Can anyone offer some insights on how to get it to display the
characters correctly and also clue me in on the differences between
encodings and code pages?

thanks!

Oct 15 '08 #1
0 2623

This thread has been closed and replies have been disabled. Please start a new discussion.

Similar topics

32
by: Wolfgang Draxinger | last post by:
I understand that it is perfectly possible to store UTF-8 strings in a std::string, however doing so can cause some implicaions. E.g. you can't count the amount of characters by length() | size()....
5
by: Borko | last post by:
hi I am having problems getting unicode characters into VB. Using VB6 (sp3) and Access 2000 Characters are displayed correctly in Access, just when I use ADODB (2.7) to read them in VB i get ?...
14
by: Jon Davis | last post by:
I have put my users through so much crap with this bug it is an absolute shame. I have a product that reads/writes RSS 2.0 documents, among other things.
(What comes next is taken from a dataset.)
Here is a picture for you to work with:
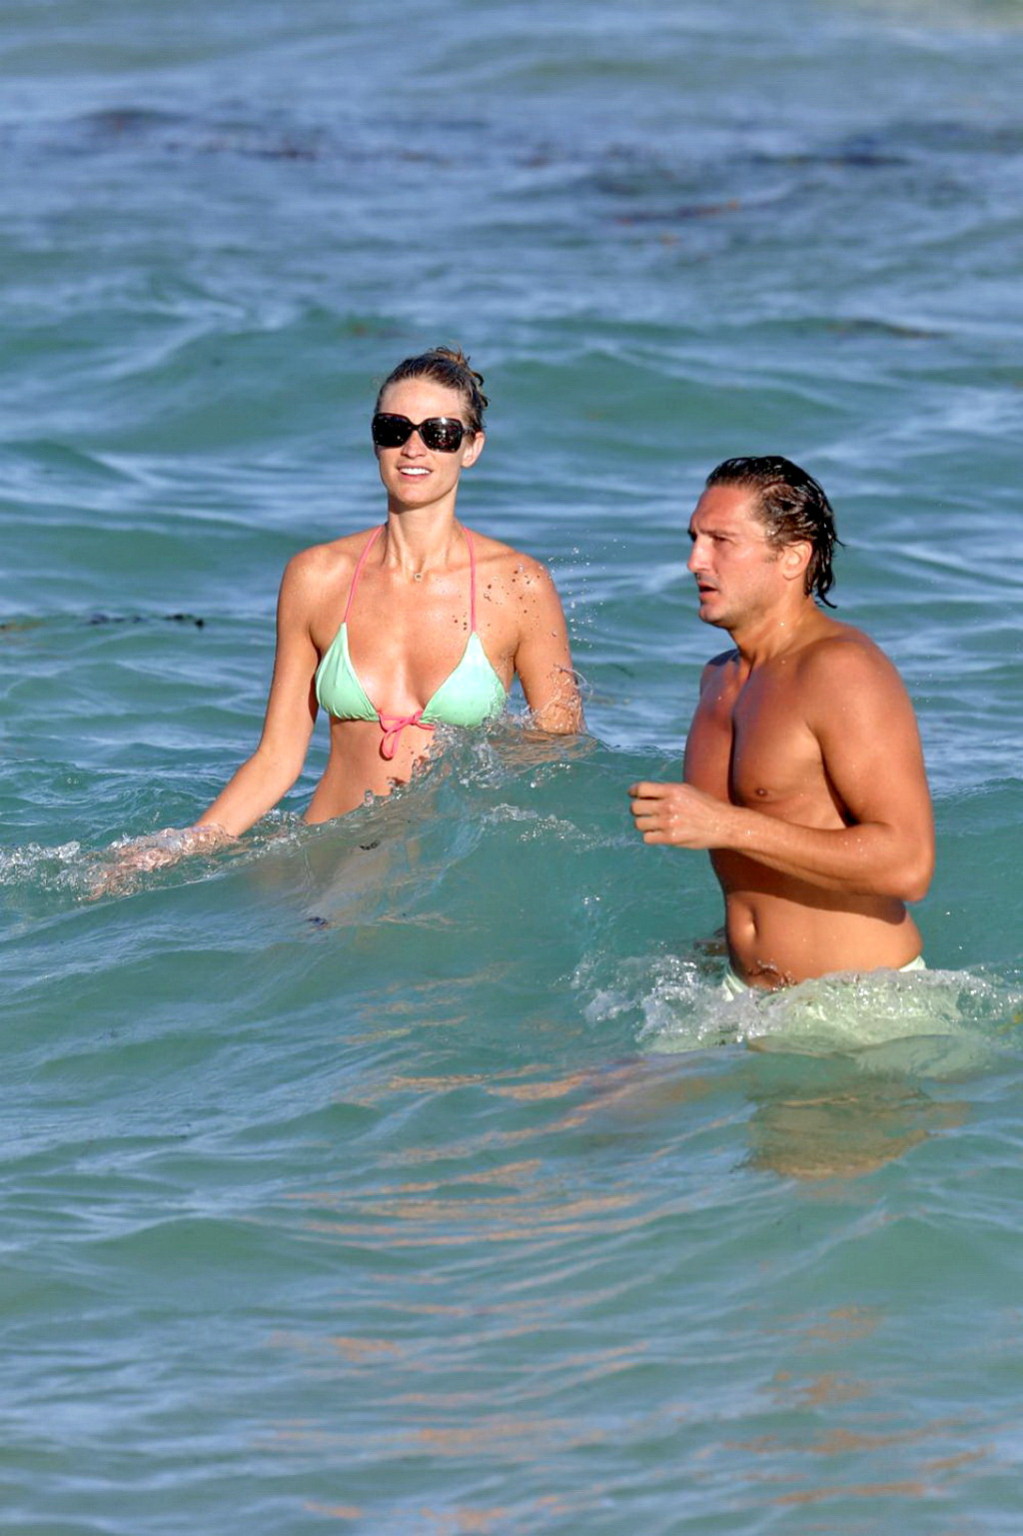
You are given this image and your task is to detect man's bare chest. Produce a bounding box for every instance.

The RSS 2.0 spec mandates an en-US style...
11
by: Cor Ligthert | last post by:
Hello everybody, Jay and Herfried are telling me every time when I use CDate that using the datetime.parseexact is always the best way to do String to datetime conversions. They don't tell why...
4
by: LinasB | last post by:
Hi, How to read system setting value of "Language for non-Unicode programs" ? Or how to set it programmatically? LinasB
24
by: ChaosKCW | last post by:
Hi I am reading from an oracle database using cx_Oracle. I am writing to a SQLite database using apsw. The oracle database is returning utf-8 characters for euopean item names, ie special...
2
by: jason | last post by:
DOTNET 2.0 VS 2005. My client is saying August 13,2006.. julian date should equal 225. Here's what I'm doing: <%@ Import Namespace="system.globalization" %> <script language="VB"...
1
by: newpuritangrant | last post by:
All Apologies for the naivety of the following question, but how can one iterate over a Managed C++ String, and identify if any of the characters belong to a certain unicode range.? For example...
0
by: Jedediah Marcus | last post by:
I would like to parse a hebrew date into a System::DateTime variable: System::Globalization::CultureInfo ^CulInfo = gcnew System::Globalization::CultureInfo("he-IL");...
0
by: taylorcarr | last post by:
A Canon printer is a smart device known for being advanced, efficient, and reliable. It is designed for home, office, and hybrid workspace use and can also be used for a variety of purposes. However,...
0
by: Charles Arthur | last post by:
How do i turn on java script on a villaon, callus and itel keypad mobile phone
0
by: ryjfgjl | last post by:
If we have dozens or hundreds of excel to import into the database, if we use the excel import function provided by database editors such as navicat, it will be extremely tedious and time-consuming...
0
by: ryjfgjl | last post by:
In our work, we often receive Excel tables with data in the same format. If we want to analyze these data, it can be difficult to analyze them because the data is spread across multiple Excel files...
0
BarryA
by: BarryA | last post by:
What are the essential steps and strategies outlined in the Data Structures and Algorithms (DSA) roadmap for aspiring data scientists? How can individuals effectively utilize this roadmap to progress...
0
by: Hystou | last post by:
There are some requirements for setting up RAID: 1. The motherboard and BIOS support RAID configuration. 2. The motherboard has 2 or more available SATA protocol SSD/HDD slots (including MSATA, M.2...
0
by: Hystou | last post by:
Most computers default to English, but sometimes we require a different language, especially when relocating. Forgot to request a specific language before your computer shipped? No problem! You can...
0
Oralloy
by: Oralloy | last post by:
Hello folks, I am unable to find appropriate documentation on the type promotion of bit-fields when using the generalised comparison operator "<=>". The problem is that using the GNU compilers,...
0
jinu1996
by: jinu1996 | last post by:
In today's digital age, having a compelling online presence is paramount for businesses aiming to thrive in a competitive landscape. At the heart of this digital strategy lies an intricately woven...

By using Bytes.com and it's services, you agree to our Privacy Policy and Terms of Use.

To disable or enable advertisements and analytics tracking please visit the manage ads & tracking page.